RSocket + webflux request-response resilience

Question

Given the following code (using Spring Webflux and RSocket):

@MessageMapping("hello.{name}")
public Mono<String> greet(@DestinationVariable String name) {
    return Mono.just("Hello " + name); // or assume this is making a slow http call
}

The questions are:

When the server is under heavy load, will the client just send the request anyway to server and the server will buffer that request? Or is there actually some kind of mechanism that make the client wait until the server send the signal to client?
If the client send the request anyway, then at some point the server will be out of memory to buffer all the excess requests. How do we usually handle it? Can netifi broker helps in this situation? (Assume it's burst traffic and we can't scale-out or scale-up the servers in-time)

Oleh Dokuka · Accepted Answer · 2020-09-27T10:53:36.540

Real Resilience with RSocket

RSocket, as a network protocol, has resilience as the first-class citizen. In RSocket, the Resilience property is exposed in 2 ways:

Resilience via flow-control (a.k.a Backpressure)

If you do streaming, your subscriber can control the number of elements being delivered, so your subscriber will not be overwhelmed by a server. The animation below shows how reactive-streams spec is implemented on the RSocket protocol level:

As it might be noticed, as in the Reactive Streams, the Subscriber (lefthand side) requests data via its Subscription, this request is transformed into a binary frame, sent via the network, and once the receiver receives that frame, it decodes it and then delivers to the corresponding subscription on the remote site so that the remote Publisher can produce the exact number of messages.

Resilience via Leasing

On the other hand, along with streaming, the server, which usually manages multiple connections, has to stand toward the load, and in case of failure, it should be able to prevent any further interactions. For that purpose, RSocket brings a built-in protocol feature, called Leasing. In a nutshell, Leasing is a built-in into protocol Rate Limiting, where the request limit is something dynamic and absolutely controlled by the Responder side.

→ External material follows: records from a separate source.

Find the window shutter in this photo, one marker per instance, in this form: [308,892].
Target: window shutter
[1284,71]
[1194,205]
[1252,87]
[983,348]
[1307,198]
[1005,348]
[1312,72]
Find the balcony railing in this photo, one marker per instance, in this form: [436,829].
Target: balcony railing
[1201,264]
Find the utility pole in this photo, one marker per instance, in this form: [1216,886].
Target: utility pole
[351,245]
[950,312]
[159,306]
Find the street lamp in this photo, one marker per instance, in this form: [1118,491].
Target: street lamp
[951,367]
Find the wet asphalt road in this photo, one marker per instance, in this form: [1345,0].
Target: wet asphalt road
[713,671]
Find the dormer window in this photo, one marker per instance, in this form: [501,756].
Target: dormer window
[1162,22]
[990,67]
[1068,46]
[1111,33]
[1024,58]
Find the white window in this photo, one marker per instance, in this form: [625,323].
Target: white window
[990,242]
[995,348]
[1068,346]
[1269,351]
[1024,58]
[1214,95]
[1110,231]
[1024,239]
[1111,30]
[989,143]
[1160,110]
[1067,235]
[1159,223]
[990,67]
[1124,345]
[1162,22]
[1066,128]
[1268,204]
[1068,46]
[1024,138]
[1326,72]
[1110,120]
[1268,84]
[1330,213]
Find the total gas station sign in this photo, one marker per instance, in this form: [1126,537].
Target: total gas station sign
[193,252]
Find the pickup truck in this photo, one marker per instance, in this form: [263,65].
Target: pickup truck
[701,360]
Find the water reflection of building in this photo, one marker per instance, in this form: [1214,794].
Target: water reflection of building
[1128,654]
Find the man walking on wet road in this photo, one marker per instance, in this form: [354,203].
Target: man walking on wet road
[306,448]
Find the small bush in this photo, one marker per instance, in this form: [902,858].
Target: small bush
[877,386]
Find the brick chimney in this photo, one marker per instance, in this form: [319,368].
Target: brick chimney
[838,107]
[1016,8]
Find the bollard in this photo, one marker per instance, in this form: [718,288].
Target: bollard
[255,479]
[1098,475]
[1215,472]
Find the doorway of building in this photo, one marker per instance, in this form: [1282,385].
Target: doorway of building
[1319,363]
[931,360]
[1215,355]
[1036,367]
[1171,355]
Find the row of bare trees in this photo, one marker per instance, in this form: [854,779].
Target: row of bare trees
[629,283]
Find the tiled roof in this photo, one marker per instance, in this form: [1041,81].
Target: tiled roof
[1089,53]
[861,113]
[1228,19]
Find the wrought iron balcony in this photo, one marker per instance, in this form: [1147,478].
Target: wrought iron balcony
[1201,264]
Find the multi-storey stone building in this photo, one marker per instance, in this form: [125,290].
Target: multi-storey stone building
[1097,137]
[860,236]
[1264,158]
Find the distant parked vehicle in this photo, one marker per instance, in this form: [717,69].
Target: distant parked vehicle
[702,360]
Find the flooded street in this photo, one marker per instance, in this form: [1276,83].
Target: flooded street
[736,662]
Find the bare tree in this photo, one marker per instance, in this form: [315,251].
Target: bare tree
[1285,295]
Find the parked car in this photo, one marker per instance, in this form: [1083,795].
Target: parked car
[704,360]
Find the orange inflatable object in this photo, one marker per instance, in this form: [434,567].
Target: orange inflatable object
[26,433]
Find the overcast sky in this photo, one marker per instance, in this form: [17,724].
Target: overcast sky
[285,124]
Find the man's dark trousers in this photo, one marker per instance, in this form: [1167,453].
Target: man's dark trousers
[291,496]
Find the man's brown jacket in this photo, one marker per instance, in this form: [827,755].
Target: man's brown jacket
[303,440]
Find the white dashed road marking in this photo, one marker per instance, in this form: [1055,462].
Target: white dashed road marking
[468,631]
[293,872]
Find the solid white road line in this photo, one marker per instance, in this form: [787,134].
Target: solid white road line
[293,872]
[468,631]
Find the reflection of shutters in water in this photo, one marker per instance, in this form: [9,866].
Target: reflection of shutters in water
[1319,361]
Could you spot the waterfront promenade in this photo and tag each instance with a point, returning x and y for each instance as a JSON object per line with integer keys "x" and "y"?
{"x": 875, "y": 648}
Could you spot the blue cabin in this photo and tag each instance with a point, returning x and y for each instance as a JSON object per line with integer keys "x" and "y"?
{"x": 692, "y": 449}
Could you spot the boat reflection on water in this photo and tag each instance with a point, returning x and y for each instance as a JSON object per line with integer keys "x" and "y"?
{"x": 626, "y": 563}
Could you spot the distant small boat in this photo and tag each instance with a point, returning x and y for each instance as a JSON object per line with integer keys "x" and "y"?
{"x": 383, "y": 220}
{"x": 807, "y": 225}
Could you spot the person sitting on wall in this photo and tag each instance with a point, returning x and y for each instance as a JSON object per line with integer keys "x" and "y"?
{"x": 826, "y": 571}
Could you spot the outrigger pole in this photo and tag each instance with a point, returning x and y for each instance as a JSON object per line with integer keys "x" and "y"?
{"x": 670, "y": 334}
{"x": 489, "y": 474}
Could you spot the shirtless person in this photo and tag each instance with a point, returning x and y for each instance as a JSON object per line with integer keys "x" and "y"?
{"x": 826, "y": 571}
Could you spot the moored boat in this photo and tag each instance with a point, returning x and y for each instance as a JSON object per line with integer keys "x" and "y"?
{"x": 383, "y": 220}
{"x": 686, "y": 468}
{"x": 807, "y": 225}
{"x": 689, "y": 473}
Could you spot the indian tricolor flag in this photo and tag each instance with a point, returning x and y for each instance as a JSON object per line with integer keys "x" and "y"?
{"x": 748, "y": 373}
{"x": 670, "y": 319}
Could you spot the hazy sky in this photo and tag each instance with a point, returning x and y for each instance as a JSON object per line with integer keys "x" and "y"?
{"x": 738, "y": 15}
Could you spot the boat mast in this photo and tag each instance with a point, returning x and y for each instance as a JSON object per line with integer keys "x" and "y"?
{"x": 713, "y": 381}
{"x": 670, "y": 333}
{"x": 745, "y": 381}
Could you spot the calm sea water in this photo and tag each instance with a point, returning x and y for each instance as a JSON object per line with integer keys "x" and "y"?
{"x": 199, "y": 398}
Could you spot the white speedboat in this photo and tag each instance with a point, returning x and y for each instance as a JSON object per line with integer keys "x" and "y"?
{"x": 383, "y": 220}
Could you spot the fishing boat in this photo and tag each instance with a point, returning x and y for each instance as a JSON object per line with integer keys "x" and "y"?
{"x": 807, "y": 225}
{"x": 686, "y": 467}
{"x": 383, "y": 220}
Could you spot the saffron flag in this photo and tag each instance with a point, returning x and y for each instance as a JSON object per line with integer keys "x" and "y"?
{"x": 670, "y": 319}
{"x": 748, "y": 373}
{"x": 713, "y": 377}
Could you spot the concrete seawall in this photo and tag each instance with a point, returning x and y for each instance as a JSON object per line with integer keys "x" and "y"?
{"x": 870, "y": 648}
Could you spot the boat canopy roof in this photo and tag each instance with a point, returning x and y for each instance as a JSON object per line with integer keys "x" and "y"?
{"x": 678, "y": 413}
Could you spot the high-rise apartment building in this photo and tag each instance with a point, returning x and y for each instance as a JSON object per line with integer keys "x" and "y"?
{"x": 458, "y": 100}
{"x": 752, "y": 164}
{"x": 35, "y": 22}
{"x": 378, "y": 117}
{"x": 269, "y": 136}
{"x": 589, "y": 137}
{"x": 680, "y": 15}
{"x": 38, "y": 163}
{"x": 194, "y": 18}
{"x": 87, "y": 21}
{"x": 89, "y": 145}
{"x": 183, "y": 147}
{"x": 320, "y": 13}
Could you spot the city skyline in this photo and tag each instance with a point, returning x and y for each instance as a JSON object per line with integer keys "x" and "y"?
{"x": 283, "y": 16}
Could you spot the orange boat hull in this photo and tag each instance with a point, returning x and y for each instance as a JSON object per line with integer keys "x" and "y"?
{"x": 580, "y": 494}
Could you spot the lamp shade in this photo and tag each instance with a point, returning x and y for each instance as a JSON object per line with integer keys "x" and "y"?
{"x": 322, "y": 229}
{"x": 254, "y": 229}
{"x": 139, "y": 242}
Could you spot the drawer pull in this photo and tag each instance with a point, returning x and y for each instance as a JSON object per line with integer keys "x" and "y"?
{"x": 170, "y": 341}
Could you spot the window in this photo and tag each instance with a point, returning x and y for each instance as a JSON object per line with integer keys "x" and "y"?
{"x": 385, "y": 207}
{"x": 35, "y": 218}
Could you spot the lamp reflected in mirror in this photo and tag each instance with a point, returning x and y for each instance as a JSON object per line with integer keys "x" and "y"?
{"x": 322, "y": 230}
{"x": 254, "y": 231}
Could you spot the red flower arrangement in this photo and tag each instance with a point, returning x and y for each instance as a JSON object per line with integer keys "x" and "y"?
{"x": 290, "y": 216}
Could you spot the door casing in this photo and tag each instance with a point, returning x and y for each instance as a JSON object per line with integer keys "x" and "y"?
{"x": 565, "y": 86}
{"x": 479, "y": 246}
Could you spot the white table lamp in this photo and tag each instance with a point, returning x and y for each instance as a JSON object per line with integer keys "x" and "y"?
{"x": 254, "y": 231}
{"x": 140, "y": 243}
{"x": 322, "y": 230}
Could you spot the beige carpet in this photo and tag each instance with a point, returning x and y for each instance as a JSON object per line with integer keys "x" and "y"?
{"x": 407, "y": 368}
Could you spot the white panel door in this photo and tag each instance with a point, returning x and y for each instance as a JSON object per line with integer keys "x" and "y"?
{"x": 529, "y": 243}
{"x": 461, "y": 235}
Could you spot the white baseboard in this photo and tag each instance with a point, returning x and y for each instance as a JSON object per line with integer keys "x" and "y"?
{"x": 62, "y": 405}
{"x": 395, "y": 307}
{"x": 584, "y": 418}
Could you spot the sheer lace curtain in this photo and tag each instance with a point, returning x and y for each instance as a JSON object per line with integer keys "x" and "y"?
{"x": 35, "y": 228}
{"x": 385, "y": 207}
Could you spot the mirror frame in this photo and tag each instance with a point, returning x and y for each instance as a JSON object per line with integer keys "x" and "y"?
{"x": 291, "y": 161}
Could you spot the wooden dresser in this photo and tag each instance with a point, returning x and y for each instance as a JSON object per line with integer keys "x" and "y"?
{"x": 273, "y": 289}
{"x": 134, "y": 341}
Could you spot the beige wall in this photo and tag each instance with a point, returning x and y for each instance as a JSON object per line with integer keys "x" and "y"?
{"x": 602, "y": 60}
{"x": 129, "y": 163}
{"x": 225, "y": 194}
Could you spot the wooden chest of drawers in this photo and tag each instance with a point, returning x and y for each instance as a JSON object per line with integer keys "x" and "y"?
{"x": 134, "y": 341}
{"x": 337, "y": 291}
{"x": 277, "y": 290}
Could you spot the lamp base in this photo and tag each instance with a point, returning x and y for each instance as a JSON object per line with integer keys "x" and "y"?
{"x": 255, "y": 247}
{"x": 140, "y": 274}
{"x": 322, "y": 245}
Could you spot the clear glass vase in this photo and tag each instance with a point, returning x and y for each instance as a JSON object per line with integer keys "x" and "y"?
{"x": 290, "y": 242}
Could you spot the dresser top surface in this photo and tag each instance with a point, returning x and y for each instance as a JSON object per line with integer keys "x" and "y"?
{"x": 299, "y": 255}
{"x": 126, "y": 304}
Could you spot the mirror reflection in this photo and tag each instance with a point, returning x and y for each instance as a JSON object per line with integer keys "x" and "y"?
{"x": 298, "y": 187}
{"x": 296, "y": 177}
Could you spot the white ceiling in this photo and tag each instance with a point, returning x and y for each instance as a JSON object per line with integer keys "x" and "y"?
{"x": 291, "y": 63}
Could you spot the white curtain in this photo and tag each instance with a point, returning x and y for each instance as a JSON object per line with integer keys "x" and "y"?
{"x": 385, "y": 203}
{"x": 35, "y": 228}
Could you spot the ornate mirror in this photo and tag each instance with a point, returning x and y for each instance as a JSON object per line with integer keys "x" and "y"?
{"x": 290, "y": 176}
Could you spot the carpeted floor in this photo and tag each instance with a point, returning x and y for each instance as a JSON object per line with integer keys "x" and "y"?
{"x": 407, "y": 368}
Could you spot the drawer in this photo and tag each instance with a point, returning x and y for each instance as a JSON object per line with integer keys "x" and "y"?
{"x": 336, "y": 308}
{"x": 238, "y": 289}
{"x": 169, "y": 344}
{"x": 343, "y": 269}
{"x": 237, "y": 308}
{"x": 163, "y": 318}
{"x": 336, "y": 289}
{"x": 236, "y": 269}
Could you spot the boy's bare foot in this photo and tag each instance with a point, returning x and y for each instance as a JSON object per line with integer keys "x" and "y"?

There are a few phrases that might be distinguished in that process:

Setup phase - this phase happens when a Client connects to a server, and both of the sides have to provide particular flags to agree that both of them are ready to respect Leasing.
Silence phase - at that phase, a Requester can not do anything. There is a strict relationship - Request is not allowed to do anything unless the Responder allows doing so. If a Requester tries to send any requests, such requests will fail immediately without sending any frame to the remote.
Lease provisioning phase - once a Responder agreed on its capacity and ready to receive requests from the Requester, it sends a specific frame called Lease. That frame contains 2 crucial values: Number of Requests and Time to Live. The first value says to a Requester the number of requests it can send to the Responder. The second value says how long such an allowance is valid. So if a Requester has not used all of them by the time, such allowance will be treated as invalid, and any further requests will be rejected on the Requester sied.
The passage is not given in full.